When without argument in Kotlin - Time & Space Complexity

We want to understand how the time it takes to run a Kotlin when expression without an argument changes as we add more conditions.

How does the number of checks grow when we add more cases?

Analyze the time complexity of the following code snippet.

fun checkNumber(num: Int) {
    when {
        num < 0 -> println("Negative")
        num == 0 -> println("Zero")
        num > 0 -> println("Positive")
    }
}
    

This code checks a number against several conditions without using a direct argument in when.

Identify the loops, recursion, array traversals that repeat.

• Primary operation: The when expression checks each condition one by one.
• How many times: It checks conditions until one matches or all are checked.

As you add more conditions, the program checks more cases in order until it finds a match.

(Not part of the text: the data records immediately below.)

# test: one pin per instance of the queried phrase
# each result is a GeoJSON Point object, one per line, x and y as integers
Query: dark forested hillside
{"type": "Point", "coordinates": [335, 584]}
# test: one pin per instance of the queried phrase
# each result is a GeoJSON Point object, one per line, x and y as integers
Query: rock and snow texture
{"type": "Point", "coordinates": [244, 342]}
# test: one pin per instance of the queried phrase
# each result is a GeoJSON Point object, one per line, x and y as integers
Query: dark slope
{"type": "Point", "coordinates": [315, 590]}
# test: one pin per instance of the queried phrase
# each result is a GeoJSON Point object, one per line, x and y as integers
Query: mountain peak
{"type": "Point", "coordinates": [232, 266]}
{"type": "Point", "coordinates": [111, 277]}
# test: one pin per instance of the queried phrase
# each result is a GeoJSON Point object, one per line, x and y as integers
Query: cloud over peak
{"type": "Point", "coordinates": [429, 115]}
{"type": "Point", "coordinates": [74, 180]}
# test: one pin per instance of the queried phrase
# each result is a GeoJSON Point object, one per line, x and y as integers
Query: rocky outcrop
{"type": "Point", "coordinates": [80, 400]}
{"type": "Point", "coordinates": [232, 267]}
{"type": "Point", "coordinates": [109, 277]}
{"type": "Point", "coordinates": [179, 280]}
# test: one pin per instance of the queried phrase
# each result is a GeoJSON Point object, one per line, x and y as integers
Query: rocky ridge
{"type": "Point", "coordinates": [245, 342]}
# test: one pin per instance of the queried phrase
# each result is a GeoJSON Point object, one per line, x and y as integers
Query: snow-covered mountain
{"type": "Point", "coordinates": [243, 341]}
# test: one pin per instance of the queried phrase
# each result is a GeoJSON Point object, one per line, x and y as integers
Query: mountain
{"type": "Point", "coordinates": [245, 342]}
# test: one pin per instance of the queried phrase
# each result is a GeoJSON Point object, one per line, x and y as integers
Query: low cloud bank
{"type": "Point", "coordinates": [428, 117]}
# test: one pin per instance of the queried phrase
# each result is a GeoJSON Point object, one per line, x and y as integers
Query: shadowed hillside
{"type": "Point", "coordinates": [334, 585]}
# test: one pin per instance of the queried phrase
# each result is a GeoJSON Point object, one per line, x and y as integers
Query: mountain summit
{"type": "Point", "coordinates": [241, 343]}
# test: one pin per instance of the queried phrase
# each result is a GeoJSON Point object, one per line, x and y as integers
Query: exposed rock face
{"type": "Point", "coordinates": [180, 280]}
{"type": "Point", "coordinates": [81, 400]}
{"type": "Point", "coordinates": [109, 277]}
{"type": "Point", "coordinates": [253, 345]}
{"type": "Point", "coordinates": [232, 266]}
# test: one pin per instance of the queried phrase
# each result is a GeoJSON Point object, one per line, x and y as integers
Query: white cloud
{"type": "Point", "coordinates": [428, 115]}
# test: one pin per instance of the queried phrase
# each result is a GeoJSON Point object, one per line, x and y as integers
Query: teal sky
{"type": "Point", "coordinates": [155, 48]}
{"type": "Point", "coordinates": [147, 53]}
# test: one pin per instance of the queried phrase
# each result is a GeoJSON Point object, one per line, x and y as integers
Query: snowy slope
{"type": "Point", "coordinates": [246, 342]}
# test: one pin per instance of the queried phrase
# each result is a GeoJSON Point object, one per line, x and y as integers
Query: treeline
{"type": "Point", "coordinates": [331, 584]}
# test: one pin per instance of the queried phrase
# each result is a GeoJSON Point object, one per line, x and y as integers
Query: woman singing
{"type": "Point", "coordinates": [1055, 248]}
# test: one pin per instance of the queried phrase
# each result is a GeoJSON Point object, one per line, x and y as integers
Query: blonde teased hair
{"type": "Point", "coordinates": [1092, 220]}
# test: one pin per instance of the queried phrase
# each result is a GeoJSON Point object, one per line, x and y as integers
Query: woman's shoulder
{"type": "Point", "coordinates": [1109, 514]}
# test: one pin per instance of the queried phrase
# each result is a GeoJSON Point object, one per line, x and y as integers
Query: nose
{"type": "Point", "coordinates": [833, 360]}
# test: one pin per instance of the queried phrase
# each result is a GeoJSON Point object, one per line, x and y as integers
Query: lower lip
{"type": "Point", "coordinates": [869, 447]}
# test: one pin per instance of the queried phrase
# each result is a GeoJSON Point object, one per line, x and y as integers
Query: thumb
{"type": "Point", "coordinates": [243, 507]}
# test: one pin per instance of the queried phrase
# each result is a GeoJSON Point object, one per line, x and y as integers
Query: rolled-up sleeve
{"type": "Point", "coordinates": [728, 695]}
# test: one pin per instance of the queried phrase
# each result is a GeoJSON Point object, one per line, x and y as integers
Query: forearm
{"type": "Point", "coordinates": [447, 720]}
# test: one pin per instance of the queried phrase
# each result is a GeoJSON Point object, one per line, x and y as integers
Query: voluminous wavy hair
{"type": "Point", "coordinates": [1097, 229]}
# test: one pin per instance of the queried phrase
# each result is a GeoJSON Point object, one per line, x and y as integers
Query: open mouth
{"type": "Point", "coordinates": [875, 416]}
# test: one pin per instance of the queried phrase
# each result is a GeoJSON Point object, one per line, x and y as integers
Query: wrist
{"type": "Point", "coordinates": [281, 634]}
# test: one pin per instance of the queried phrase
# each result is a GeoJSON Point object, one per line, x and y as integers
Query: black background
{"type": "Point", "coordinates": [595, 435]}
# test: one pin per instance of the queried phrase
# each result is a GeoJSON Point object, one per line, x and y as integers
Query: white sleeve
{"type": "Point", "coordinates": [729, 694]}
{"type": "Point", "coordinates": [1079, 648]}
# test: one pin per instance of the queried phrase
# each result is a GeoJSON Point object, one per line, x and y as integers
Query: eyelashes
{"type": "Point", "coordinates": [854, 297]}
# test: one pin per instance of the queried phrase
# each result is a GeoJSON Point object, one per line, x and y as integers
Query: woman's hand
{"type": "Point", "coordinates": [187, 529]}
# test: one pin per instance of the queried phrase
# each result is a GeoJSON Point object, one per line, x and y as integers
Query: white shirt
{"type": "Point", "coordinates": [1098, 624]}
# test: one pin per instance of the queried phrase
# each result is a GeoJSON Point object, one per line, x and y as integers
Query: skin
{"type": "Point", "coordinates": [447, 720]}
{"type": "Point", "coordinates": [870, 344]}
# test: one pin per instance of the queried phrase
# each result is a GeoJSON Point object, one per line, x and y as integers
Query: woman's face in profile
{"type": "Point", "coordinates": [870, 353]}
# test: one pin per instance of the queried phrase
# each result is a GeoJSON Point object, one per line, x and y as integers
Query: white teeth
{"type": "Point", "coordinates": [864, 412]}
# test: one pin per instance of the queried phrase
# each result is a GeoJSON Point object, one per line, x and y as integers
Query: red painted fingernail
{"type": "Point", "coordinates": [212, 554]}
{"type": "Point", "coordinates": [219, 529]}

Number of Conditions (n)	Approx. Checks
3	Up to 3 checks
10	Up to 10 checks
100	Up to 100 checks

Pattern observation: The number of checks grows directly with the number of conditions.

Time Complexity: O(n)

This means the time to find a matching condition grows linearly as you add more conditions.

[X] Wrong: "The when without argument checks all conditions at once, so it is constant time."

[OK] Correct: Actually, it checks conditions one by one until it finds a match, so more conditions mean more checks.

Understanding how when without argument works helps you reason about condition checks and efficiency in Kotlin code, a useful skill for clear and efficient programming.

"What if the conditions were reordered so the most common case is first? How would the time complexity be affected in practice?"